とくに記名式で多くの項目に答えさせる調査では、従業員が『人事評価に影響するのでは』などの不安を抱きやすくなり、本音を聞き出すことが難しくなります。
アンケートを行う時点では現状把握に過ぎないので、項目はなるべくシンプルにまとめます。
なお、海外では1分ほどで完結する5〜15問程度の項目で構成された「パルスサーベイ」が活用されており、今後は日本でもトレンドになると予測されます。
脈拍を定期的に測定するように、「高い頻度で企業と従業員の健全性を測る」ことがパルスサーベイの目的です。
調査項目を簡素化するだけでなく、現在発生している問題や事案をすぐに把握し速やかに解消できるメリットがあります。
最後に、従業員満足度向上の成果を発揮している企業がどんな取り組みを行っているのか紹介します。
三井不動産グループは、持続可能な社会実現を軸に置いた長期経営方針「VISION2025」というものを掲げています。
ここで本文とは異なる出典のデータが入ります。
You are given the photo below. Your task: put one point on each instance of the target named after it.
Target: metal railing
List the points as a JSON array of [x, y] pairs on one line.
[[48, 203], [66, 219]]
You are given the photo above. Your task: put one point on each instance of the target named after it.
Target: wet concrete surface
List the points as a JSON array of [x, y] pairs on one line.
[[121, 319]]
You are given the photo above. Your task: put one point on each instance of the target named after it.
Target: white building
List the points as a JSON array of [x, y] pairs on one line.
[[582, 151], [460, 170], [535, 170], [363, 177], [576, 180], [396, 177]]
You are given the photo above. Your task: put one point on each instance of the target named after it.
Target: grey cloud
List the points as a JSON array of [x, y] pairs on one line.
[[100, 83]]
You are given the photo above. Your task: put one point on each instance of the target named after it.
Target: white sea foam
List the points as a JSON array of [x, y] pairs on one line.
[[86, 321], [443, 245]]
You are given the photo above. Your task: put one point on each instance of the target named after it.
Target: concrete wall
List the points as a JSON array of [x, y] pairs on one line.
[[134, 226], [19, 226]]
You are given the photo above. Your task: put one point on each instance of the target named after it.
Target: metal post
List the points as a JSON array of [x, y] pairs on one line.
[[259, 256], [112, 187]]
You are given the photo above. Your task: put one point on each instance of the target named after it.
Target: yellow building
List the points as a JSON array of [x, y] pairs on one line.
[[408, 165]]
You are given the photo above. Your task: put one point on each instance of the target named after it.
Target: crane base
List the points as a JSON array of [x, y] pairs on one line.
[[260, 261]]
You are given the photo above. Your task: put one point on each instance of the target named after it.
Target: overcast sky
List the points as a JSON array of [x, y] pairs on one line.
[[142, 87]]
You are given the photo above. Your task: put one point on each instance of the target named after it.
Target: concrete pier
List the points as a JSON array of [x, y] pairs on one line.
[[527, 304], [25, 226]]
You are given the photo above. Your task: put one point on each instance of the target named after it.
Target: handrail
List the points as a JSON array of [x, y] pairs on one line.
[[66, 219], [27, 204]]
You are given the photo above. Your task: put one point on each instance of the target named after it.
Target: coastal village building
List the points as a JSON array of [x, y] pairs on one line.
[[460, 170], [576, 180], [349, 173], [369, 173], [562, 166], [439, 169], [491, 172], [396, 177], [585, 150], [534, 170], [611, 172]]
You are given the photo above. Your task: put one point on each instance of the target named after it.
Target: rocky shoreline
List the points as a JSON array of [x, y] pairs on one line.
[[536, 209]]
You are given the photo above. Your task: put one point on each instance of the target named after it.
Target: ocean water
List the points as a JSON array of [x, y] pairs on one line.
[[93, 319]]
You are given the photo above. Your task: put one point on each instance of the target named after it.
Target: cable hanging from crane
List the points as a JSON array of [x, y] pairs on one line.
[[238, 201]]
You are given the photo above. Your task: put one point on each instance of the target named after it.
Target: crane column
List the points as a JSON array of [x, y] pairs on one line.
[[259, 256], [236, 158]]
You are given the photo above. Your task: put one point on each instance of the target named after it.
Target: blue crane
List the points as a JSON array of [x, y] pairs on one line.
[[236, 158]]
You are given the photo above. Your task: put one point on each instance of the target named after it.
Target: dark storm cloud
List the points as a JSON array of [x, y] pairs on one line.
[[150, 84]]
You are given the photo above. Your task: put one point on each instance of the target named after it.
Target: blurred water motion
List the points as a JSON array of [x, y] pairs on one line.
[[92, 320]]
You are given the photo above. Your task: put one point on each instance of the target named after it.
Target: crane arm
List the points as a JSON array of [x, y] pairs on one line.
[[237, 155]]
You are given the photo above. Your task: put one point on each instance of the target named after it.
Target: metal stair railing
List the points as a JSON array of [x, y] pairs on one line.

その理念のもと具体的な6つの目標を取り上げ、社長以下のマネジメント層をメンバーとする「経営会議」が具現化に向けた取組を推進していますが、その1つが「多様な人材が活躍できる社会の実現」です。
具体的にはグループミッション「個の力を高め結集してグループの力へ」を念頭に置きつつ、人材マネジメントの充実・ワークライフバランス改善・働き方改革といった課題の解決を進めています。
一人ひとりの社員がプロフェッショナルとして個の力を高めつつ、多様なスキルを結集してチームとしての付加価値提供力を向上させるべく、同グループでは4つのサイクルを有機的に組み合わせることで人材育成体制の充実を図っています。
①OJT
人材育成の基本となるOJT(ON THE JOB TRAINNING)を重んじ、業務遂行における気付きや社員同士のコミュニケーションを通じて、個々の成長を促します。
②面談
希望するキャリア・ビジョン実現を支援すべく、所属長・人事部門との面談を通じ、育成上の課題・本人の不安・労働環境や育成状況の把握に努めます。
③ジョブローテーション
複数領域を経験させるために定期的なジョブローテーションを実施、環境変化にも柔軟に対応できる真の専門性を身につけます。
同社はオフィスビル・物流施設・ホテル商業施設さらにはグローバルと多様な領域を手掛けており、やる気次第でさまざまなフィールドでの活躍を可能にしています。
④研修
実務面での専門性習得の研修の提供だけでなく、経営問題を議論し合う「MEET21研修」やロールモデル発見をサポートする「クロスエキスパート研修」を開催しています。社員の多様な能力を向上させる研修プログラムを、個人の能力に合わせて受けられる体制を整えています。
同社では生産性の向上を通じた労働時間削減により、従業員のプライベート充実・自己改革の意欲増進・育児や介護との両立を促し、個々の従業員が能力を十分発揮できる労働環境の実現をめざしています。結果として顧客への付加価値も拡大し、持続的成長につながるという考え方です。
具体的には、フレックスタイム制、連続休暇制度、ファミリーデー、フレッシュアップ休暇制度等を通じて残業時間削減・有給休暇取得を促しています。
とくに育児支援に関しては、法定制度だけでなく事業所内保育所・法定を超える育児休業期間・費用補助制度などに取り組み、結果として正社員の復帰率100%を20年にわたり維持しています。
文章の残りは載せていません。